Volume Replication Operator
Overview
Volume Replication Operator is a kubernetes operator that provides common and reusable APIs for storage disaster recovery.
It is based on csi-addons/spec specification and can be used by any storage
provider.
Design
Volume Replication Operator follows controller pattern and provides extended APIs for storage disaster recovery.
The extended APIs are provided via Custom Resource Definition (CRD).
VolumeReplicationClass is a cluster scoped resource that contains driver related configuration parameters.
provisioner is name of the storage provisioner
parameters contains key-value pairs that are passed down to the driver. Users can add their own key-value pairs.
Keys with replication.storage.openshift.io/ prefix are reserved by operator and not passed down to the driver.
Reserved parameter keys
replication.storage.openshift.io/replication-secret-name
replication.storage.openshift.io/replication-secret-namespace
apiVersion: replication.storage.openshift.io/v1alpha1
kind: VolumeReplicationClass
metadata:
name: volumereplicationclass-sample
spec:
provisioner: example.provisioner.io
parameters:
replication.storage.openshift.io/replication-secret-name: secret-name
replication.storage.openshift.io/replication-secret-namespace: secret-namespace
VolumeReplication is a namespaced resource that contains references to storage object to be replicated and
VolumeReplicationClass corresponding to the driver providing replication.
volumeReplicationClass is the class providing replication
replicationState is the state of the volume being referenced. Possible values are primary. secondary and resync.
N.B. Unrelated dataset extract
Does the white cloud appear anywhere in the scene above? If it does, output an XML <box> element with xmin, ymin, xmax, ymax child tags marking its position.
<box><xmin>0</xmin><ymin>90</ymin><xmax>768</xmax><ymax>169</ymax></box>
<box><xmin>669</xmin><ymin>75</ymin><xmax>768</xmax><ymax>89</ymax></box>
primary denotes that the volume is primary
secondary denotes that the volume is secondary
resync denotes that the volume needs to be resynced
dataSource contains typed reference to the source being replicated.
apiGroup is the group for the resource being referenced. If apiGroup is not specified, the specified Kind must
be in the core API group. For any other third-party types, apiGroup is required.
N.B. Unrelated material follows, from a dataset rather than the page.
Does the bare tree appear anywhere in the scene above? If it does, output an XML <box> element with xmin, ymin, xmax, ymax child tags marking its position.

kind is the kind of resource being replicated. For eg. PersistentVolumeClaim
name is the name of the resource
replicationHandle (optional) is an existing (but new) replication id
apiVersion: replication.storage.openshift.io/v1alpha1
kind: VolumeReplication
metadata:
name: volumereplication-sample
namespace: default
spec:
volumeReplicationClass: volumereplicationclass-sample
replicationState: primary
replicationHandle: replicationHandle # optional
dataSource:
kind: PersistentVolumeClaim
name: myPersistentVolumeClaim # should be in same namespace as VolumeReplication
Usage
Planned Storage Migration
Failover
In case of planned migration, update replicationState to secondary in VolumeReplication CR at Primary Site. When the operator sees this change, it will pass the information down to the driver via GRPC request to mark the dataSource as secondary.
On the Secondary Site, create VolumeReplication CR pointing to the same dataSource with replicationState as primary. When the operator sees this change, it will pass the information down to the driver via GRPC request to mark the dataSource as primary.
Failback
Once the planned work is done and you want to failback, update replicationState from primary to secondary in current Primary Site and secondary to primary in current Secondary Site after it is recovered. These changes are detected by operator and information is passed down to the driver via GRPC request.
Storage Disaster Recovery
Failover
In case of disaster recovery, create VolumeReplication CR at Secondary Site. Since the connection to the Primary Site is lost, the operator automatically sends a GRPC request down to the driver to forcefully mark the dataSource as primary.
Failback
Once the failed cluster is recovered and you want to failback, update replicationState from primary to secondary in current Primary Site and secondary to primary in the recovered site. These changes are detected by operator and information is passed down to the driver via GRPC request to make the necessary changes.